Het nest lijkt op dat van een merel, best een groot nest, met een diepe kom, voor zo'n kleintje. De eieren hoop ik ook nog een keer te zien, die zijn diep rood en kennen we bij onze van oorsprong inheemse soorten amper. Met deze wetenschap(via internet) ga ik de komende weken op pad want ik wil nu wel eens weten waar en of hij met zijn gezang een vrouwtje in zijn territorium heeft verborgen. Ik weet dat de cetti's zijn nest vlak boven de grond in dicht struikgewas maakt, braamstruiken, schietwilgen en riet zijn de plekken waar de cetti's van houdt. Eind april moet het dan gebeuren en worden de eerste eitjes gelegd en tel daar de broedtijd bij op dan komen de jongen half mei uit en zijn de ouders zeer actief met voedsel zoeken. Het moment om te zoeken en hopelijk te vinden.

Wil je meer weten van deze bijzondere schreeuwlelijk, klik dan op de link;
https://www.vogelbescherming.nl/ontdek-vogels/kennis-over-vogels/vogelgids/vogel/cetti-s-zanger


*FEENSTRA M. 2020. Een broedgeval van Cetti’s Zanger (Cettia cetti) van nabij gevolgd en enkele aanwijzingen voor het lokaliseren van nesten. Sovon.nl/soortinformatie/cetti’s zanger

dinsdag 17 maart 2020

Knobbels gecrasht.

gezin knobbels afgelopen jaar in de Oranjepolder
Afgelopen week zag ik een dode knobbel-zwaan in een weiland liggen, jammer voor de vogel maar dat gebeurt nu eenmaal. Op zich is dat geen nieuws want dieren gaan ook dood. Afgelopen zondag kwamen daar nog eens twee andere dode zwanen bij en toen dacht ik, hier klopt iets niet. Vlak bij elkaar drie dode zwanen in een gebied waar niet heel erg veel zwanen leven, is toch gek.
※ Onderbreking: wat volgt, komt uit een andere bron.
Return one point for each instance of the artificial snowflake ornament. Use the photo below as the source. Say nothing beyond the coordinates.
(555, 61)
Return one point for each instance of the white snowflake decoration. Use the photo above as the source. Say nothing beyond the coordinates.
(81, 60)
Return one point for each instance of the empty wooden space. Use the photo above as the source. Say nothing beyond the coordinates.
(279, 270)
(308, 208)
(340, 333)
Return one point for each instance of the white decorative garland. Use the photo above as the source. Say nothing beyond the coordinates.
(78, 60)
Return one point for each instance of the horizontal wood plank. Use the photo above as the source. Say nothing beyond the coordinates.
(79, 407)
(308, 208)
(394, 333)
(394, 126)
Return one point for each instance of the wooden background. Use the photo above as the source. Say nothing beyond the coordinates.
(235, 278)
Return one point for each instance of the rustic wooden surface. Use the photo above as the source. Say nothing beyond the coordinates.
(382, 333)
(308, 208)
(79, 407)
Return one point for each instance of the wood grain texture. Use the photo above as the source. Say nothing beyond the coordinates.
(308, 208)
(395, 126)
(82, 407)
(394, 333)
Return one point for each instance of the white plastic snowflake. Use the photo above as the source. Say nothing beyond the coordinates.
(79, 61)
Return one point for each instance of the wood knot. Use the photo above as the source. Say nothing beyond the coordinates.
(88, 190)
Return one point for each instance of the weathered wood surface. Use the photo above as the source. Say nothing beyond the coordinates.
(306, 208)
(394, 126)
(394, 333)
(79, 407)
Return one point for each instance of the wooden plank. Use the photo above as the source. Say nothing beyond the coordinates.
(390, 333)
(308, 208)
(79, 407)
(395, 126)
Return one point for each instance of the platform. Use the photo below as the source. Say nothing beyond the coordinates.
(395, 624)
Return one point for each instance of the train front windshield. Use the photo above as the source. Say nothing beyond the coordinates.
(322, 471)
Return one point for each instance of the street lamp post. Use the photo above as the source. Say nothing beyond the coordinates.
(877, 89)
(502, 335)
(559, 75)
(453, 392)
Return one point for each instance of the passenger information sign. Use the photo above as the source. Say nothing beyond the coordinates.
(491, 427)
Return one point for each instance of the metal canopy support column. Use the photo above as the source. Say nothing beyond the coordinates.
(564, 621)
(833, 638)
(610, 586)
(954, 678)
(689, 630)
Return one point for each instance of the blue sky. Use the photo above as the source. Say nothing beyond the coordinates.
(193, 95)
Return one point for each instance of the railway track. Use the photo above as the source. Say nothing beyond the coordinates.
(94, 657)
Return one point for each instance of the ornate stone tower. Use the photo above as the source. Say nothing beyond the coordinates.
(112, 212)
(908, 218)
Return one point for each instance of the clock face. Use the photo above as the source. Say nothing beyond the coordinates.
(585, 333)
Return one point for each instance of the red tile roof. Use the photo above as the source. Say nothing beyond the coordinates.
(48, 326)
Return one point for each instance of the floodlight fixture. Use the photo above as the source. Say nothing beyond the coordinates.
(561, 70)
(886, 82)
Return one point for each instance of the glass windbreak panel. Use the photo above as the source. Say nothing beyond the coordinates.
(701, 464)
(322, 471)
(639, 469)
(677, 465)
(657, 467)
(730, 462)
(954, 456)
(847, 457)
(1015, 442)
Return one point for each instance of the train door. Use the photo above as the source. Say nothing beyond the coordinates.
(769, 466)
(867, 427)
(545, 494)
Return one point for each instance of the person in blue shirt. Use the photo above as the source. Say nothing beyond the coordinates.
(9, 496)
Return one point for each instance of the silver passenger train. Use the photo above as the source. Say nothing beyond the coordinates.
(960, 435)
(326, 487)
Op de weg terug naar huis viel het kwartje, de drie dode zwanen lagen in twee weilanden vlak onder de kabels van de hoogspanningsmasten die in de Oranjepolder staan. 

Ik herinnerde mij de vroege zondagochtend van vorig jaar, toen ik door de Zonzeelse polder liep en een zwaan tegen de hoogspanningskabels zag vliegen. De zwaan vloog naar het oosten en keek recht tegen de net opkomende zon in en werd zo verblind. De zwaan stortte naar beneden en kon met veel kracht weer hoogte pakken en kwam er zo nog net goed vanaf. Een zwaan is met tien tot twaalf kilo geen snelle vogel met een vlotte vleugel-
slag het onheil op het laatste moment kan ont-
op de achtergrond knobbelzwanen in Zonzeel
wijken. Een knobbelzwaan moet hard werken om in de lucht te blijven en lekker omhoog schroeven op de thermiek zoals een buizerd dat kan, is er voor de zwaan niet bij.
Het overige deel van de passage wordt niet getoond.